LAWS(PVC)-1912-6-143

CHAND KHAN Vs. ALI KHAN

Decided On June 04, 1912
CHAND KHAN Appellant
V/S
ALI KHAN Respondents

JUDGEMENT

(1.) This was a suit for recovery of possession over certain house property situated in the city of Jhansi. The lower Appellate Court has dismissed a considerable portion of the plaintiffs suit, and I am only concerned with that portion of the claim which has been decreed. The finding in respect of this is that it belonged to one Namdar Khan, who died somewhere about the year 1894 A. D. He left surviving him his widow, Raj Bibi, and two nephews (sons of his own brother Jawahir Khan) named, Ali Khan and Ghasi Khan. The latter has since died, leaving a son named Rahim Khan, a widow Musammat Muradi and a daughter Musammat Mahtabi. On the 22nd of February 1903, Musammat Raj Bibi executed a deed by which she purported to sell the property, with which I am now concerned, to Chand Khan and Moti Khan. In the present suit, the plaintiffs are Ali Khan and the heirs of Ghasi Khan, that is to say, his son, widow and daughter already named. The defendants are Musammat Raj Bibi, Chand Khan and Moti Khan, that is to say, the vendor and the vendees, under the sale-deed dated the 22nd of February 1903.

(2.) The lower Appellate Court has found that the property in dispute devolved on the death of Namdar Khan in accordance with the ordinary rules of Muhatumadan Law, so that Raj Bibi was entitled to the same to the extent of 1/4th share only. It has accordingly decreed the claim of the plaintiffs to the extent of a 3/4th share in the property conveyed by Musammat Raj Bibi under the deed of the 22nd of February 1903. It may be noted that Musammat Raj Bibi did not defend the suit at all, and that Moti Khan in effect admitted the plaintiffs claim. Chand Khan has contested the suit throughout and has now brought it before this Court in second appeal.

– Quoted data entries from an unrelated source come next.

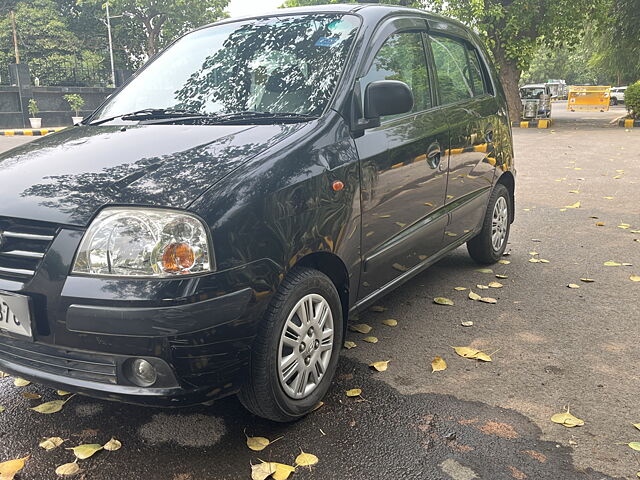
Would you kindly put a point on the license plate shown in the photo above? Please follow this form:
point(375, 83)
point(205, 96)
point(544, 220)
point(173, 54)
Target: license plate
point(15, 316)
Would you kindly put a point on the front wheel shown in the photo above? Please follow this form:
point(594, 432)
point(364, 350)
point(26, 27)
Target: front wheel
point(296, 350)
point(488, 246)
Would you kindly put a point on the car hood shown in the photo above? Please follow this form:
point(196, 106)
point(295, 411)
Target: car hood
point(67, 177)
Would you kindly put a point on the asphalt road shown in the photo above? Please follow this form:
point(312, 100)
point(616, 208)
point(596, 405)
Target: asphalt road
point(556, 346)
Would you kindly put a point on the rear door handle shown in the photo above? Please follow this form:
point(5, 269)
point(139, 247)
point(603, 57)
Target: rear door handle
point(434, 156)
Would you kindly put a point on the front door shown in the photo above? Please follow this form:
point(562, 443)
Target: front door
point(403, 170)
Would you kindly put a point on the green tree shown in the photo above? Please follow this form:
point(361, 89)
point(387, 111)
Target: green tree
point(146, 26)
point(42, 32)
point(514, 29)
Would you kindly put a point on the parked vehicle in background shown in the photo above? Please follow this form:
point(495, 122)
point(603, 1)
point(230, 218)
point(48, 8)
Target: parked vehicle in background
point(211, 227)
point(557, 88)
point(536, 101)
point(617, 95)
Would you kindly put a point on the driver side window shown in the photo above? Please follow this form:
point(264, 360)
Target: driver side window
point(402, 57)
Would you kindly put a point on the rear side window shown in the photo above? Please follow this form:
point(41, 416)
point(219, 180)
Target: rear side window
point(477, 73)
point(450, 57)
point(402, 57)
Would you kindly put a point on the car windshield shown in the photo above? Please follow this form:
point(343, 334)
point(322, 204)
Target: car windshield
point(531, 92)
point(288, 64)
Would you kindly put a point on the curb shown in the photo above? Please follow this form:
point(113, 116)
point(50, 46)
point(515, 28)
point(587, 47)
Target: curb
point(28, 132)
point(628, 122)
point(544, 123)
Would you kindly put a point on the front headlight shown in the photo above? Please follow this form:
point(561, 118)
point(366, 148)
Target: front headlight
point(144, 242)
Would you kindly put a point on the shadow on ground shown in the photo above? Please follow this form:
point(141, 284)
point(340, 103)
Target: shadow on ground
point(384, 435)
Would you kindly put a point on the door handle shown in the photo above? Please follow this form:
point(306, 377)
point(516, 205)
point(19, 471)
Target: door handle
point(434, 155)
point(489, 136)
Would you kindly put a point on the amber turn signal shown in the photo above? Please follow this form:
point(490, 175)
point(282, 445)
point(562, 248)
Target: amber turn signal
point(337, 186)
point(178, 257)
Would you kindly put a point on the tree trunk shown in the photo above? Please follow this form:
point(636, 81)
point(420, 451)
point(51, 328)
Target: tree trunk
point(509, 76)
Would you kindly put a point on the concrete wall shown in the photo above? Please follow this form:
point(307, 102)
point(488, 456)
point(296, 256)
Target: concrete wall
point(54, 109)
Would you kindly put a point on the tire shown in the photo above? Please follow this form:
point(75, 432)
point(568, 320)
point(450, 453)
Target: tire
point(266, 392)
point(481, 248)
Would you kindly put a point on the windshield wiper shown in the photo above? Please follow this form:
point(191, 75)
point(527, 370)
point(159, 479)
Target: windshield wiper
point(250, 115)
point(152, 114)
point(230, 118)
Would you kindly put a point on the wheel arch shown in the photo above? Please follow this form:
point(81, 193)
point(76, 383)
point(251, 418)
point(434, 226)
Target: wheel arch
point(508, 180)
point(333, 267)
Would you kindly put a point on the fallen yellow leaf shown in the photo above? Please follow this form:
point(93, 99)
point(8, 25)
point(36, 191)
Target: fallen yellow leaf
point(438, 364)
point(443, 301)
point(51, 443)
point(468, 352)
point(567, 419)
point(112, 445)
point(9, 468)
point(85, 451)
point(68, 469)
point(306, 459)
point(360, 328)
point(257, 443)
point(474, 296)
point(488, 300)
point(48, 408)
point(31, 396)
point(263, 470)
point(380, 366)
point(282, 471)
point(21, 382)
point(484, 270)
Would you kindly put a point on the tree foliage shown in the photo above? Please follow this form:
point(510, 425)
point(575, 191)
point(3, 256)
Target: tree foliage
point(144, 27)
point(632, 99)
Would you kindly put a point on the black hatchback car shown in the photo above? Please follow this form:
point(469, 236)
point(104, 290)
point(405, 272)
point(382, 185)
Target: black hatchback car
point(210, 228)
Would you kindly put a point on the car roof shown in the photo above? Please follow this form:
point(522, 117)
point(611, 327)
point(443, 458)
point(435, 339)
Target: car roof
point(369, 11)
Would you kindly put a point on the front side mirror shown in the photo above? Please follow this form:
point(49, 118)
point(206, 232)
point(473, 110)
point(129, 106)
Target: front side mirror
point(387, 97)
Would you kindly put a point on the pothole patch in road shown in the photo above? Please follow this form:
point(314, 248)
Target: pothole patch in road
point(194, 430)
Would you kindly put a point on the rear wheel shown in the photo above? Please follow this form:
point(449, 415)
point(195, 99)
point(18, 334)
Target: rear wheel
point(489, 245)
point(296, 351)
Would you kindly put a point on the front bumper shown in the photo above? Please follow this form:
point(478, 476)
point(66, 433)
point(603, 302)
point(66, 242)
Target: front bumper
point(197, 331)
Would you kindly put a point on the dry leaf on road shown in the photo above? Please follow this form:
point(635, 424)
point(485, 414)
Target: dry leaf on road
point(443, 301)
point(567, 419)
point(438, 364)
point(380, 366)
point(360, 328)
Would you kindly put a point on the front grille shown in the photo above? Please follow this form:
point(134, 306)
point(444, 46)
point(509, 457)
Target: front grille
point(23, 244)
point(92, 366)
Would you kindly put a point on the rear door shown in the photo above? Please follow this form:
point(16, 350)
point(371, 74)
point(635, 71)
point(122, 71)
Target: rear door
point(465, 95)
point(403, 167)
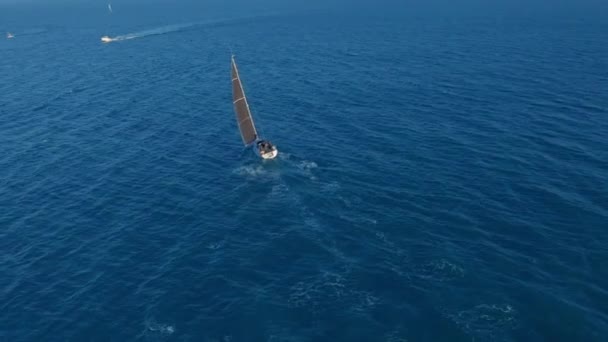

(3.) The first point taken is substantially a matter of pleadings. The plaintiffs un- doutedly came into Court with the allegation that their family, although converts to Islam, continued to be bound as amongst themselves by the Hindu Law, and in fact always constituted a joint Hindu family. There was also a special plea that the plaintiff Ali Khan had been adopted by his uncle, Namdar Khan. These points have been decided against the plaintiff by both the Courts below and are no longer in dispute. It is suggested, however, that on the pleadings as they stood, the Courts below were not entitled to carry their own findings to their correct legal conclusion but were bound to dismiss the plaintiffs suit altogether without considering how the inheritance to Namdar Khan s estate would in fact devolve under the Muhammadan Law, when that was held to be the law applicable to the parties concerned. I am unable to accept this contention. No doubt the plaintiffs in their anxiety to invalidate altogether the transfer made by Musammat Raj Bibi came into Court with statements going beyond what they were able to prove. But the alternative plea that in any case the plaintiffs had rights as sharers, or rather as residuary heirs under the Muhammadan Law, underlay the whole case for the plaintiffs, and particularly the 7th paragraph of the plaint to which the learned District Judge has referred. On the issues as framed, I do not think that the defendants were in any way prejudiced by defective pleadings, and I am of opinion that the Courts below, having found that the estate of Namdar Khan devolved in accordance - with the Muhammadan Law of inheritance, were right in giving the plaintiffs the benefit of that finding in so far as it operated in their favour.